The Department of Homeland Security is currently busting flea market vendors while turning a blind eye to suspected terrorists entering the U.S., highlighting the department’s predisposition to target average Americans rather than terrorists.

Background image: Patricia D. Duncan / Wiki
Background image: Patricia D. Duncan / Wiki

The most recent raids occurred at two flea markets near Lawrence, Mass. earlier this week, which netted the arrest of 40 merchants accused of selling “bogus merchandise.”

“The Department of Homeland Security was the lead [in the raid] with Lawrence Police Department,” said Carrie Kimball-Monahan, spokesperson for the Essex Co. District Attorney.

And the police chief referred all questions concerning the raid to DHS, which previously targeted flea markets in Maryland, New Hampshire, and Texas.

But considering the recent exposé of DHS’s “hands off” list of terror suspects who are allowed unrestricted entry into the U.S., it’s getting pretty obvious that Homeland Security is more concerned with targeting ordinary Americans despite the fact that the agency was ostensibly created to stop terrorism.

“Perhaps the most egregious example emerged in 2012 when a leaked study produced by the National Consortium for the Study of Terrorism and Responses to Terrorism at the University of Maryland, and funded by the DHS to the tune of $12 million, largely ignored Islamic terrorism while concentrating on the threat posed by Americans who are ‘reverent of individual liberty,'” Paul Joseph Watson wrote on the subject.

And let’s not forget how Homeland Security bought up shooting targets of American gun owners, such as pregnant women and elderly men, in addition to billions of rounds of ammunition including 25 million shotgun shells and over 141,000 rounds of .308 Winchester sniper ammo.

DHS has also used the color of law to regulate live music at restaurants.

But all of this is a stark contrast to DHS’s recent treatment of terror suspects, such as our revelation last January that Homeland Security had no problem granting members of the Muslim Brotherhood special treatment to bypass airport security at the behest of the State Department and the aforementioned “hands off” list.

Documents pertaining to the list, which were released by Sen.

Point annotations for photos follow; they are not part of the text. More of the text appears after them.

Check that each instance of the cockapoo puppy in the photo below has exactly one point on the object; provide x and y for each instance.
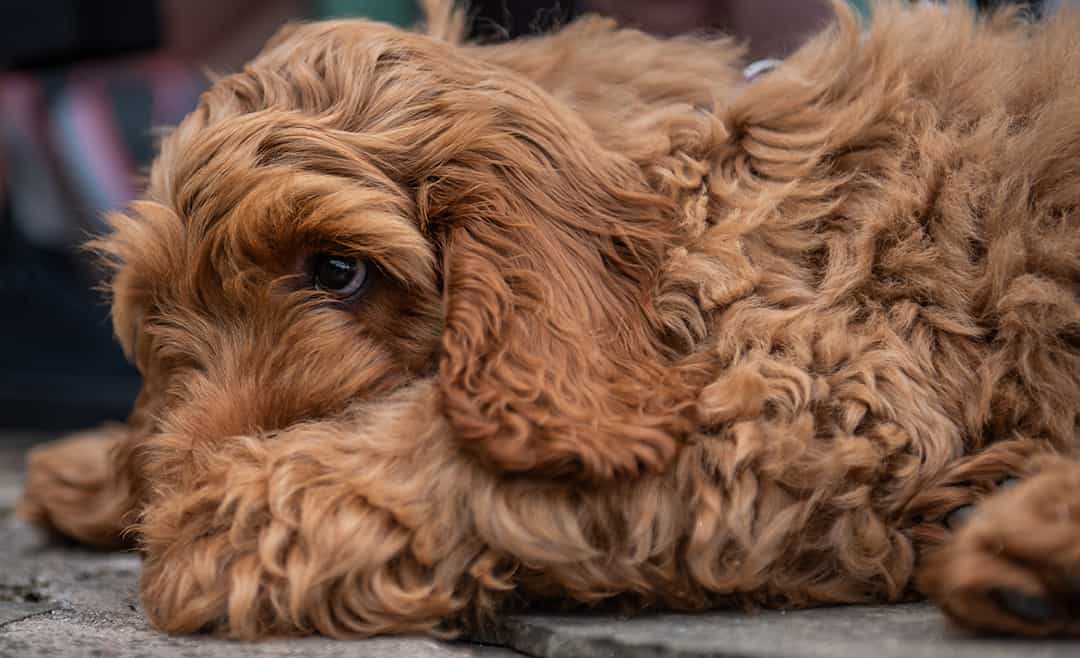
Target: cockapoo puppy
(431, 331)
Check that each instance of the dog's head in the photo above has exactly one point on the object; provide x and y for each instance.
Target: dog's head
(361, 207)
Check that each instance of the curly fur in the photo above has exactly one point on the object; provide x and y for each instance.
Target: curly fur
(640, 333)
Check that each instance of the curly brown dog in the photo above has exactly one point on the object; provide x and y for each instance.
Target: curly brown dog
(431, 331)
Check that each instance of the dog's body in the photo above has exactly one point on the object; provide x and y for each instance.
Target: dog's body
(634, 331)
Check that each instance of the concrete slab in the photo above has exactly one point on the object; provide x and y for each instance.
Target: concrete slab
(895, 631)
(59, 600)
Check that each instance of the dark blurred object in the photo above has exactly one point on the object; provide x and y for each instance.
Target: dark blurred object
(497, 19)
(36, 32)
(59, 366)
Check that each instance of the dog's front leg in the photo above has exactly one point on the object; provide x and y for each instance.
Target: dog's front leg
(348, 528)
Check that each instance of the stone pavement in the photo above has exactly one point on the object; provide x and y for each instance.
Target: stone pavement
(58, 600)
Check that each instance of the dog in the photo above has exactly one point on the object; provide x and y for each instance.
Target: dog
(431, 331)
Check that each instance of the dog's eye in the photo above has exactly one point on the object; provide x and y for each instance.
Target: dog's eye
(341, 276)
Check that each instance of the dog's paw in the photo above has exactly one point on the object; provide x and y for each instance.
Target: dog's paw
(1013, 564)
(71, 487)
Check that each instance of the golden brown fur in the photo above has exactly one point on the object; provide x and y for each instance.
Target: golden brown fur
(640, 333)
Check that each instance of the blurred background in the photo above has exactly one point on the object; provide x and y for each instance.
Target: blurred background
(85, 83)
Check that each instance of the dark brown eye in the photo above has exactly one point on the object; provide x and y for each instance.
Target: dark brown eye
(341, 276)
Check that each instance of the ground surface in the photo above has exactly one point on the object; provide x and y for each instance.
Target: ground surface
(63, 601)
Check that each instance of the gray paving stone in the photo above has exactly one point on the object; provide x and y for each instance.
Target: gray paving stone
(58, 600)
(901, 631)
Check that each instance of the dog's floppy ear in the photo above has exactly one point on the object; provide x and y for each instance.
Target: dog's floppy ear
(552, 361)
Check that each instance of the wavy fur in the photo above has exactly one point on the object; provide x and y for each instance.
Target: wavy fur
(639, 333)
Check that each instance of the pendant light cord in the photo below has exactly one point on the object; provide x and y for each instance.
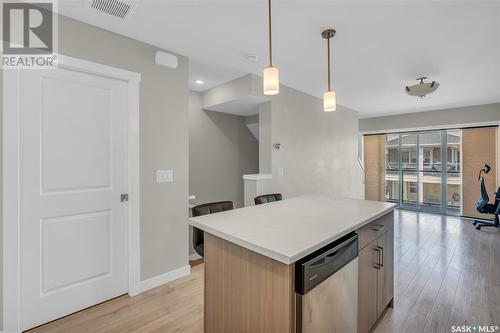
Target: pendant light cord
(270, 36)
(328, 48)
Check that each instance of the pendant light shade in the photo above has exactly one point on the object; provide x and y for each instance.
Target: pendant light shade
(271, 75)
(329, 97)
(329, 101)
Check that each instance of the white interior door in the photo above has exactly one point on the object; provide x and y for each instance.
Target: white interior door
(73, 168)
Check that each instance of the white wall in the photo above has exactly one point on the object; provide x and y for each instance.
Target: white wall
(163, 138)
(439, 118)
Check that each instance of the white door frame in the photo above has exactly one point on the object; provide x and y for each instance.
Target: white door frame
(11, 176)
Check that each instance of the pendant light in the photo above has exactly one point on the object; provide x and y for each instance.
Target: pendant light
(271, 75)
(329, 99)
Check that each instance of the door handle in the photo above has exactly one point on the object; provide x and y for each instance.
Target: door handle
(382, 256)
(377, 265)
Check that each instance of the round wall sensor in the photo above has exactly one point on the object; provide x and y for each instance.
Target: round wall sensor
(252, 58)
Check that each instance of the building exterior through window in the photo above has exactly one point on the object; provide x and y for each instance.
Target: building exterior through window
(422, 170)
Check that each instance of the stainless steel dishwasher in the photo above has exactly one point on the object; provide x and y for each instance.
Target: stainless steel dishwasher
(326, 288)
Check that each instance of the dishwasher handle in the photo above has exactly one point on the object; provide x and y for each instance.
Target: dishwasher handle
(319, 266)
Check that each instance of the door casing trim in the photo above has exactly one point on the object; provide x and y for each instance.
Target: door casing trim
(11, 182)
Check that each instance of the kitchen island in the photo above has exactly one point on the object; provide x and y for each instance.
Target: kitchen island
(251, 253)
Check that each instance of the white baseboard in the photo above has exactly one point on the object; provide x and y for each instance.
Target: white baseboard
(164, 278)
(194, 256)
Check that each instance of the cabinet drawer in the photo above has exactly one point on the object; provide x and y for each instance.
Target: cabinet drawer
(375, 229)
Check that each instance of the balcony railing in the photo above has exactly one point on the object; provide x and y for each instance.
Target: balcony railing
(429, 169)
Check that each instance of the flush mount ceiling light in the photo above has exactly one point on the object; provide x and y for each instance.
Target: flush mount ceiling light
(329, 99)
(271, 75)
(423, 88)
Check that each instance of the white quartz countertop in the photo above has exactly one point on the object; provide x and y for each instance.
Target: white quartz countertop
(290, 229)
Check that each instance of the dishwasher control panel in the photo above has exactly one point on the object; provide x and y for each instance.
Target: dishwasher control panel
(323, 263)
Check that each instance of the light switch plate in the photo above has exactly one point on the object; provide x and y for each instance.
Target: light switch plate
(164, 176)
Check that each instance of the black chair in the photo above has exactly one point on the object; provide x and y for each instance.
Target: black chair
(484, 206)
(267, 198)
(205, 209)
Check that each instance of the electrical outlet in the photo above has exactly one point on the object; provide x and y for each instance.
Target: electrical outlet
(164, 176)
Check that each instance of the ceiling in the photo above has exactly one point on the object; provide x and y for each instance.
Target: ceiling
(380, 46)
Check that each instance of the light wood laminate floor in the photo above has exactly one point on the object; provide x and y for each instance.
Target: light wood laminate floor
(446, 273)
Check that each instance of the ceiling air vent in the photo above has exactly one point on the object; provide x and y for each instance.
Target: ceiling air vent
(113, 7)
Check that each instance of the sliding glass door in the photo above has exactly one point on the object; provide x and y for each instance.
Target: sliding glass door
(423, 170)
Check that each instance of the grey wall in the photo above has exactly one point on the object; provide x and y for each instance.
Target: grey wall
(221, 151)
(265, 143)
(163, 138)
(446, 117)
(1, 199)
(318, 151)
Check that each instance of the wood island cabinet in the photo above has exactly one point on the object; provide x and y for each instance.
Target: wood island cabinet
(376, 271)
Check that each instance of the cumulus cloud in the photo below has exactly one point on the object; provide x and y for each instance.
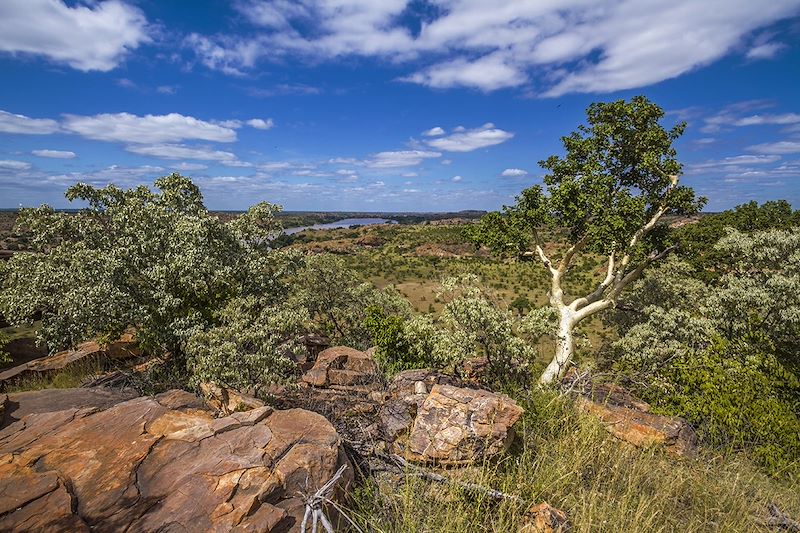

Chuck Grassley (R-Ia.), reveal that an Islamic leader with reported ties to several terrorist groups was removed from a watch list and given a visa despite officials suggesting that he endorsed and incited terrorist attacks.

Simply put, if you’re a member of a protected terrorist group, you’re likely to get better treatment from DHS than ordinary Americans, especially flea market vendors.